Continuing to exercise while (insert ailment here) will only cause more problems down the road.
All valid reasons to not exercise and risk overdoing anything. But I am not that amenable to "rest" when I haven't "earned" it. I like to think I know my body and tell the difference between feeling icky and being truly sick.
For the past two weeks I have suffered in stages, from the nagging sore throat to drippy nose and finally occasional cough. It really sapped my energy a few days. But I can say that when I laced them up (actually my VFFs use velco, but the reference isn't as cool) I had the energy to run where and how long I wanted to go. I'm proud of that.
Why stay inside and stew in my own germs when I can get outside and give my lungs a solid air exchange for one to two hours. My sinuses cleared out in the process as well.

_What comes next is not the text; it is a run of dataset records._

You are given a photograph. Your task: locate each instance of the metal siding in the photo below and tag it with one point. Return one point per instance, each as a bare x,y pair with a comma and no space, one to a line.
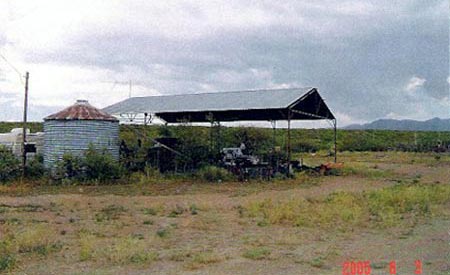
237,100
74,137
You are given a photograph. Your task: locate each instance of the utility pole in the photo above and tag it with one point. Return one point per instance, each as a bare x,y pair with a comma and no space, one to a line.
24,126
129,94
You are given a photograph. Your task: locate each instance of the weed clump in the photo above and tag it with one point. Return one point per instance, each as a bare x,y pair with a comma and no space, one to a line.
111,212
344,210
258,253
214,174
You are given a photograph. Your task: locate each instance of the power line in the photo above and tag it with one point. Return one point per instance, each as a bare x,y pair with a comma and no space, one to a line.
13,67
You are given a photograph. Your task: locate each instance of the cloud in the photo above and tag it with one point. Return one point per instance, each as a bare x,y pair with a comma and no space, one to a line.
414,83
362,55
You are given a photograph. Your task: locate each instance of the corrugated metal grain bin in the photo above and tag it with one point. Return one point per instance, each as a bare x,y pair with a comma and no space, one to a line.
73,129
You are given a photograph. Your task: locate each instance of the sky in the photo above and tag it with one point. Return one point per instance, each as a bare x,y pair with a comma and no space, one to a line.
370,59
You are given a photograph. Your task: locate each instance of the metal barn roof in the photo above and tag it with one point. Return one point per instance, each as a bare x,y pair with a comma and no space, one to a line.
274,104
81,110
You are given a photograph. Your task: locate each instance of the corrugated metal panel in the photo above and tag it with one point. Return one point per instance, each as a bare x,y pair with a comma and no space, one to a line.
81,110
75,136
238,100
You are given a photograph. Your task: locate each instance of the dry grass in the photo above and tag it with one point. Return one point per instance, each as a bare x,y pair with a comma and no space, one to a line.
178,227
390,206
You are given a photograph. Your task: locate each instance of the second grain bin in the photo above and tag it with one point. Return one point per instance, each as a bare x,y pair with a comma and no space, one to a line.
74,129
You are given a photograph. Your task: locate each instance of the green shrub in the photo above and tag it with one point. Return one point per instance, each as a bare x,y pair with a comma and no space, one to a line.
94,165
213,174
35,167
10,166
100,166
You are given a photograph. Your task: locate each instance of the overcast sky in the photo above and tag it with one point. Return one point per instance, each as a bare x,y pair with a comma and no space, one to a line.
370,59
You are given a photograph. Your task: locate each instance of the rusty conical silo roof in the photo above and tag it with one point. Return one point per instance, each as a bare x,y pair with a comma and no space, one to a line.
81,110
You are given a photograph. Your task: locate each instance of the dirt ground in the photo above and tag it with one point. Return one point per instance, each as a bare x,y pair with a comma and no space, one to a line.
199,228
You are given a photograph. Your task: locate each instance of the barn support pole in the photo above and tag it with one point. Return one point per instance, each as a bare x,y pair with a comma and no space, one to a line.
24,127
219,138
274,132
335,140
288,170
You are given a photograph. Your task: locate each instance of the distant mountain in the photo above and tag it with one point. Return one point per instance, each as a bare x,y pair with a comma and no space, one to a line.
435,124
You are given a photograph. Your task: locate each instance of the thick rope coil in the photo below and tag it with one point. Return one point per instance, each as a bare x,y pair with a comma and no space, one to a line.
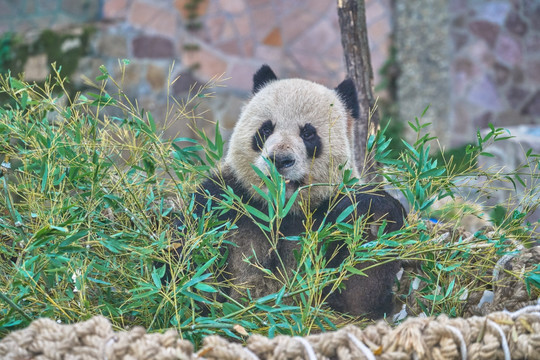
501,335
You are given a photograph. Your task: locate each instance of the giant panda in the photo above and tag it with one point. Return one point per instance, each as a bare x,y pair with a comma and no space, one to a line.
306,131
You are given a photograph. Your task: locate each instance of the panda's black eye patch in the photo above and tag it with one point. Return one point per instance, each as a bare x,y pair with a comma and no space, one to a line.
311,139
264,131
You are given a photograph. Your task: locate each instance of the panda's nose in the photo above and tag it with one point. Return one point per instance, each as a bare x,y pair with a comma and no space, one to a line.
283,161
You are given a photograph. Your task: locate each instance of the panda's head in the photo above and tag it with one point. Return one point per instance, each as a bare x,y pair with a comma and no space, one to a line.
304,128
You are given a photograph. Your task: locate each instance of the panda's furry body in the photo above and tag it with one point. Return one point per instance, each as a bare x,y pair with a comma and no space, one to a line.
305,129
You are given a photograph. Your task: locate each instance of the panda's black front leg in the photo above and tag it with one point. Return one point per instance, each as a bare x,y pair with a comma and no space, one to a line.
369,295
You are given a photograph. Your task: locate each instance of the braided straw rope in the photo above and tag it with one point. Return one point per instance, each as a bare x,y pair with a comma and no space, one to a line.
501,335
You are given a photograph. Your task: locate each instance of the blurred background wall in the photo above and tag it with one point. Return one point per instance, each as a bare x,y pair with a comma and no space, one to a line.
473,61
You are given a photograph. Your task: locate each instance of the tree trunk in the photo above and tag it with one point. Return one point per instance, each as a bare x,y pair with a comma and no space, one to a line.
352,22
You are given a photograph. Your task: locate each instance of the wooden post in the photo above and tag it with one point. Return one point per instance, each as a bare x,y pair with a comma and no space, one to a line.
352,23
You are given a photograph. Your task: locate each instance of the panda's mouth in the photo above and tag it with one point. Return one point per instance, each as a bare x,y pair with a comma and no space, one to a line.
292,184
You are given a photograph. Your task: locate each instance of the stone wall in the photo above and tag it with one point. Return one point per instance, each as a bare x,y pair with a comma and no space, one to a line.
203,39
475,63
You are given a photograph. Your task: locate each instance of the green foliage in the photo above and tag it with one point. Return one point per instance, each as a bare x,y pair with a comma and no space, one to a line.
90,191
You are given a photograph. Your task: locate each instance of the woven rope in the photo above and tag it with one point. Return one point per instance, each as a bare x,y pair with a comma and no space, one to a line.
500,335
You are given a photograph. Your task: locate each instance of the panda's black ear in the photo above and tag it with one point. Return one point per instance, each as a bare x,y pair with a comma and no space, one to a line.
347,92
262,77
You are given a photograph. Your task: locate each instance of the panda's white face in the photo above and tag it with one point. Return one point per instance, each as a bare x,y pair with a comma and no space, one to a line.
302,127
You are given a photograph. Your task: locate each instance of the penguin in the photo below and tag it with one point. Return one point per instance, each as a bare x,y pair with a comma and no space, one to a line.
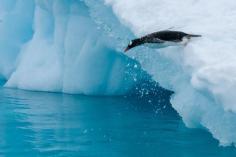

This takes me back to running with an injury. I think my focus on doing so has shifted somewhat recently. I blogged previously how I try to run no matter what. Injury and pain were things to be ignored. Now I see the scenario in a different light. The pain I have dealt with in the past few months were not injuries in the clinical sense. No stress fractures. No sprains or strains. Nothing torn or ruptured. And nothing broken. What I have dealt with have been the result of lazy form and poor focus on the details of running. Form is an art. Form must be catered to and constantly supervised. Allowing form to break down is a sure way to developing bad habits which lead to pain and injury. But by running through the pains I experience I have learned to course correct and run through the pain to something better. I am not ignoring and running from, rather I am running along with till the form improves and the "issue" goes away.
If you develop an overuse injury, rest will not cure the injury. The injury in locked in your form and motion. Once you resume running, or any form of exercise where form in vital, the old form habits will resume and the injury shall return. It is only a matter of time. Learn about your body. Learn how to move with efficiency and grace. Learn to listen to you body and when it tells you something is not right. Then you can learn to correct and overcome the type of overuse injuries that lie in wait for most runners.
The injury you suffer does not spell doom or mark an end your efforts at better health. It merely is a sign post to take a different direction to a path of more informed movement. When you come to a fork in the road, take it.